Nun also das Maskenspiel und die Waldeinsamkeit. Die erste Einstellung des Films ist vielversprechend: Merkel steht als Rückenfigur – C.D. Friedrich lässt grüßen – vor einem Baumriesen, der sich auf magische Weise wieder aufrichtet (die Rückwärtsaufnahme einer Motorsägen-Aktion). Das kann man als Regression lesen, als Wunsch, die Uhr möge zurückgedreht werden, oder als Utopie einer Heilbarkeit ökologischer Katastrophen. 

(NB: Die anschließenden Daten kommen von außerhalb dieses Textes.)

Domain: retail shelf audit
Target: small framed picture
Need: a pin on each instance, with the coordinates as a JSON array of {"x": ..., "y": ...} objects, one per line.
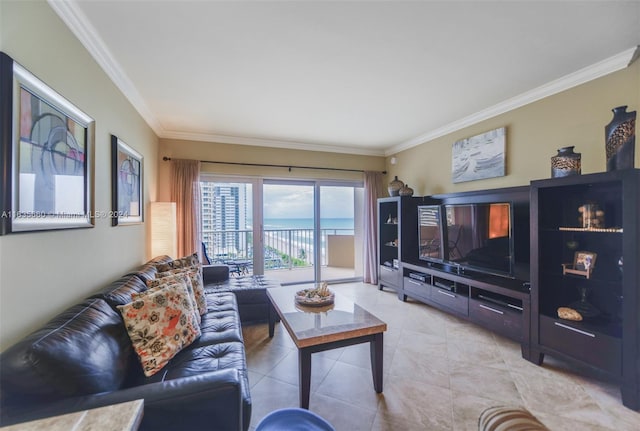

Zwischen diesen Polen scheint sich die Handlung von "Abendland" zu bewegen, wie ja auch der hier stets mitgedachte deutsche Wald der Romantik sowohl reaktionäre als auch, als Wiege der Umweltbewegung, fortschrittliche Züge aufweist. Am Ende bleiben viele Fragezeichen. Auch, was den Titel angeht, der womöglich auf Oswald Spenglers kulturphilosophische und -pessimistische Abhandlung vom "Untergang des Abendlandes" anspielt. Zumindest in dem Punkt hätte Omer Fast sich doch etwas verhoben. Es lohnt sich dennoch, sich mit seiner interessanten, wohl leicht verpeilten, auf jeden Fall verspielten Gesellschaftsparabel auseinanderzusetzen.